Well, for now. This should be a pretty interesting case if it actually goes to court. Anyone want to, um, bet on the result?

UPDATE: FanDuel issued the following statement on Tuesday night:

“The wager in question involved an obvious pricing error inadvertently generated by our in-game pricing system. Specifically, near the end of the Sunday afternoon game between the Denver Broncos and the Oakland Raiders, the odds for the Broncos (who had the ball and were trailing by two points at the time) to win were +340 (bet $100 to win $340). The next play, the Broncos completed a 26 yard pass to position themselves to attempt a 36 yard field goal to take the lead in the final seconds of the fourth quarter, clearly positioning the Broncos as the favorite to win.
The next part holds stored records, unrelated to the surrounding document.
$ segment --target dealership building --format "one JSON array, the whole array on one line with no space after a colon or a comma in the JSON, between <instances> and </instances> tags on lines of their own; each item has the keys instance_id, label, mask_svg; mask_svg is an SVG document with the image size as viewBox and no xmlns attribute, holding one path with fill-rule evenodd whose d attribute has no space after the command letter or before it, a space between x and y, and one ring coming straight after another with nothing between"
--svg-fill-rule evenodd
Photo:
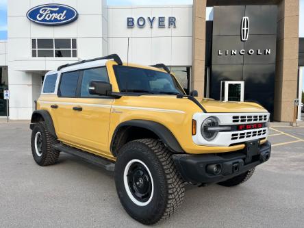
<instances>
[{"instance_id":1,"label":"dealership building","mask_svg":"<svg viewBox=\"0 0 304 228\"><path fill-rule=\"evenodd\" d=\"M117 53L164 63L186 91L255 101L292 122L302 96L299 0L194 0L188 5L110 6L105 0L10 0L0 40L0 116L29 119L46 72ZM43 4L43 5L42 5ZM206 18L206 8L213 7ZM298 108L301 119L301 107Z\"/></svg>"}]
</instances>

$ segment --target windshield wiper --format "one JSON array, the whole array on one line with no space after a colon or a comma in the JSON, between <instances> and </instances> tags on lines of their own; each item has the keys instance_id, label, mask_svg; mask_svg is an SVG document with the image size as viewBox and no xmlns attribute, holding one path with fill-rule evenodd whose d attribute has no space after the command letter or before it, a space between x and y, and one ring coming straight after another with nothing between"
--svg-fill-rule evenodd
<instances>
[{"instance_id":1,"label":"windshield wiper","mask_svg":"<svg viewBox=\"0 0 304 228\"><path fill-rule=\"evenodd\" d=\"M158 92L158 93L164 94L169 94L169 95L181 94L180 92Z\"/></svg>"},{"instance_id":2,"label":"windshield wiper","mask_svg":"<svg viewBox=\"0 0 304 228\"><path fill-rule=\"evenodd\" d=\"M153 92L144 90L122 90L121 92L144 92L144 93L151 93L153 94Z\"/></svg>"}]
</instances>

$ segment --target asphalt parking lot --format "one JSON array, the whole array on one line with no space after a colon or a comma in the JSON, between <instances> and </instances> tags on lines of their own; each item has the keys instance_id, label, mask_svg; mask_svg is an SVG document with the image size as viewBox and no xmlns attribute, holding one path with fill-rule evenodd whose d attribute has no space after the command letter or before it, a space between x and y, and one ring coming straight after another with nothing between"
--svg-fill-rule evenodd
<instances>
[{"instance_id":1,"label":"asphalt parking lot","mask_svg":"<svg viewBox=\"0 0 304 228\"><path fill-rule=\"evenodd\" d=\"M40 167L27 123L0 123L1 227L140 227L124 211L113 175L62 153ZM270 160L244 184L188 186L164 227L303 227L304 127L271 127Z\"/></svg>"}]
</instances>

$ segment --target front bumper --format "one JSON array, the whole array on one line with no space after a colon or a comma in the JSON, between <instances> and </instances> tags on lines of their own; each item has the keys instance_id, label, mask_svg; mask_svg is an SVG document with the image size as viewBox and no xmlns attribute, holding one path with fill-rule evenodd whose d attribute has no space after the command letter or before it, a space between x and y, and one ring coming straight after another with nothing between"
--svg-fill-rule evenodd
<instances>
[{"instance_id":1,"label":"front bumper","mask_svg":"<svg viewBox=\"0 0 304 228\"><path fill-rule=\"evenodd\" d=\"M271 144L266 141L256 154L250 155L247 147L236 152L217 154L175 154L173 160L181 177L192 184L223 181L238 176L267 161L271 152ZM209 173L207 166L220 164L218 175Z\"/></svg>"}]
</instances>

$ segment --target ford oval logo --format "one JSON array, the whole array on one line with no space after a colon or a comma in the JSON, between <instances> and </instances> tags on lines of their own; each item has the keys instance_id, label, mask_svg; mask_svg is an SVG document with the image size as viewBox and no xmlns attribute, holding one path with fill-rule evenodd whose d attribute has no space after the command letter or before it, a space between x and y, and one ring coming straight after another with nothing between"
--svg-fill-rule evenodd
<instances>
[{"instance_id":1,"label":"ford oval logo","mask_svg":"<svg viewBox=\"0 0 304 228\"><path fill-rule=\"evenodd\" d=\"M44 25L60 25L71 23L78 17L73 8L61 4L36 6L27 13L29 20Z\"/></svg>"}]
</instances>

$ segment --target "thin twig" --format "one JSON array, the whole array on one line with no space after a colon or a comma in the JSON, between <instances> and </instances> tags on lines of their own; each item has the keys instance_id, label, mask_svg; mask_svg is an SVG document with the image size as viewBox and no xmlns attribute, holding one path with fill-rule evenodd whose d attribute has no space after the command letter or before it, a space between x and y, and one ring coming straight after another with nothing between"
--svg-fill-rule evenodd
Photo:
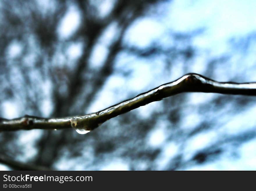
<instances>
[{"instance_id":1,"label":"thin twig","mask_svg":"<svg viewBox=\"0 0 256 191\"><path fill-rule=\"evenodd\" d=\"M74 128L84 134L111 118L164 98L185 92L216 93L256 95L256 83L219 82L196 74L189 74L97 112L83 116L46 118L25 115L12 119L2 119L0 131L33 129L61 129Z\"/></svg>"}]
</instances>

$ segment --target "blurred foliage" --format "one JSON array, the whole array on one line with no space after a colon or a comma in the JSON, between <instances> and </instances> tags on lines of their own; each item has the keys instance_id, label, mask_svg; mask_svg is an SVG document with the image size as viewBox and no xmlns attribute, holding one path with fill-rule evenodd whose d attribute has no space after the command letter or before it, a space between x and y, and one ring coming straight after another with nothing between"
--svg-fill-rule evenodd
<instances>
[{"instance_id":1,"label":"blurred foliage","mask_svg":"<svg viewBox=\"0 0 256 191\"><path fill-rule=\"evenodd\" d=\"M171 11L166 7L171 3L157 0L1 1L1 117L8 117L7 113L12 112L11 117L84 115L97 111L90 111L90 107L93 108L101 95L105 101L103 109L189 72L217 80L248 80L244 70L231 75L228 70L235 65L234 57L241 51L244 55L247 52L255 33L231 38L233 52L217 56L194 45L193 39L203 34L202 28L185 33L167 30L164 38L144 46L126 39L136 22L145 18L161 21L161 14ZM79 15L78 21L71 22L77 26L65 34L60 29L72 11ZM69 26L66 28L68 30ZM105 53L99 48L102 44ZM102 61L95 63L104 54ZM205 59L200 69L193 69L200 58ZM119 80L128 83L133 75L141 75L137 82L140 87L138 84L147 79L143 78L147 70L140 66L141 62L147 63L150 72L156 71L149 78L151 83L129 90L125 83L111 95L104 94L104 86L117 76L112 83ZM255 71L253 66L243 68ZM223 77L223 73L228 79ZM180 169L221 160L223 156L239 157L238 145L255 138L255 120L238 123L239 129L248 127L243 131L230 133L222 127L232 128L232 124L227 124L233 117L243 121L236 116L250 110L255 98L200 95L184 94L149 104L145 110L118 116L84 135L72 129L2 132L0 153L27 164L70 170ZM107 97L112 96L111 100L117 101L108 103ZM202 101L193 102L196 97Z\"/></svg>"}]
</instances>

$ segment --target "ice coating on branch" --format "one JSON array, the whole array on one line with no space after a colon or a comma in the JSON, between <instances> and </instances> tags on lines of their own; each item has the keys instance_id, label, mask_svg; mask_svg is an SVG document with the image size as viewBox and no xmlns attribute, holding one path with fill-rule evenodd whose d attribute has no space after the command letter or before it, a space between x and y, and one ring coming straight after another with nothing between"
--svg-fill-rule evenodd
<instances>
[{"instance_id":1,"label":"ice coating on branch","mask_svg":"<svg viewBox=\"0 0 256 191\"><path fill-rule=\"evenodd\" d=\"M78 119L77 117L72 117L70 119L71 126L79 134L86 134L90 132L90 131L86 130L84 128L84 127L77 125L77 120Z\"/></svg>"},{"instance_id":2,"label":"ice coating on branch","mask_svg":"<svg viewBox=\"0 0 256 191\"><path fill-rule=\"evenodd\" d=\"M98 127L102 122L95 113L84 116L75 117L70 119L71 126L80 134L85 134Z\"/></svg>"}]
</instances>

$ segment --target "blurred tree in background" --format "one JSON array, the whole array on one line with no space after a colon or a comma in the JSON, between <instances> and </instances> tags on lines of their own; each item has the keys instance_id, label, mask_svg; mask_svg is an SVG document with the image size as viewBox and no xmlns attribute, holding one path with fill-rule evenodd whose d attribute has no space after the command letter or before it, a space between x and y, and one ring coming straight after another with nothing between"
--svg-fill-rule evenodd
<instances>
[{"instance_id":1,"label":"blurred tree in background","mask_svg":"<svg viewBox=\"0 0 256 191\"><path fill-rule=\"evenodd\" d=\"M189 6L177 1L1 1L1 117L84 115L189 72L256 81L253 29L232 33L213 14L222 24L216 32L207 28L210 3L188 1L183 13ZM193 26L196 12L202 24ZM256 169L255 99L183 94L85 135L2 132L0 155L57 169Z\"/></svg>"}]
</instances>

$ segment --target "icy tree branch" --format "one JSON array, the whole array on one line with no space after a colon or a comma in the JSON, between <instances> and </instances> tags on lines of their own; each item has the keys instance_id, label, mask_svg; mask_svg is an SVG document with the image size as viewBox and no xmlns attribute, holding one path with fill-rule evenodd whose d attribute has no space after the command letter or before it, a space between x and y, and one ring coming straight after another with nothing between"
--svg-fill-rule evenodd
<instances>
[{"instance_id":1,"label":"icy tree branch","mask_svg":"<svg viewBox=\"0 0 256 191\"><path fill-rule=\"evenodd\" d=\"M0 131L61 129L72 127L79 133L85 134L111 118L152 102L185 92L255 96L256 82L220 82L200 74L189 74L175 81L139 94L133 98L83 116L45 118L25 115L12 119L2 119L0 121Z\"/></svg>"}]
</instances>

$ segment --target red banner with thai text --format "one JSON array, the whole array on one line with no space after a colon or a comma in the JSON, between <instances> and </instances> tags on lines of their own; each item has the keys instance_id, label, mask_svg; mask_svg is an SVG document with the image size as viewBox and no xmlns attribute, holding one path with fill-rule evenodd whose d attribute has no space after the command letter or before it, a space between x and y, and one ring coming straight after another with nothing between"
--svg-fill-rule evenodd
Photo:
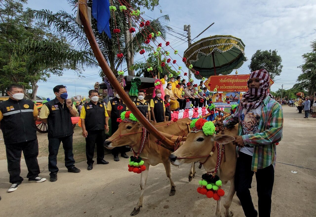
<instances>
[{"instance_id":1,"label":"red banner with thai text","mask_svg":"<svg viewBox=\"0 0 316 217\"><path fill-rule=\"evenodd\" d=\"M211 76L204 85L210 91L246 92L248 91L247 82L250 76L250 74ZM270 79L270 86L274 83Z\"/></svg>"}]
</instances>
At that moment in the game, our system updated the odds and erroneously posted a price of +75,000 on the Broncos to win the game (bet $100 to win $75,000) when the correct odds for the Broncos to win the game at that point in time were -600 (i.e., bet $600 to win $100). A small number of bets were made at the erroneous price over an 18 second period. We honored all such bets on the Broncos to win the game at the accurate market price in accordance with our house rules and industry practice, which specifically address such obvious pricing errors. We have reached out to all impacted customers and apologized for the error.”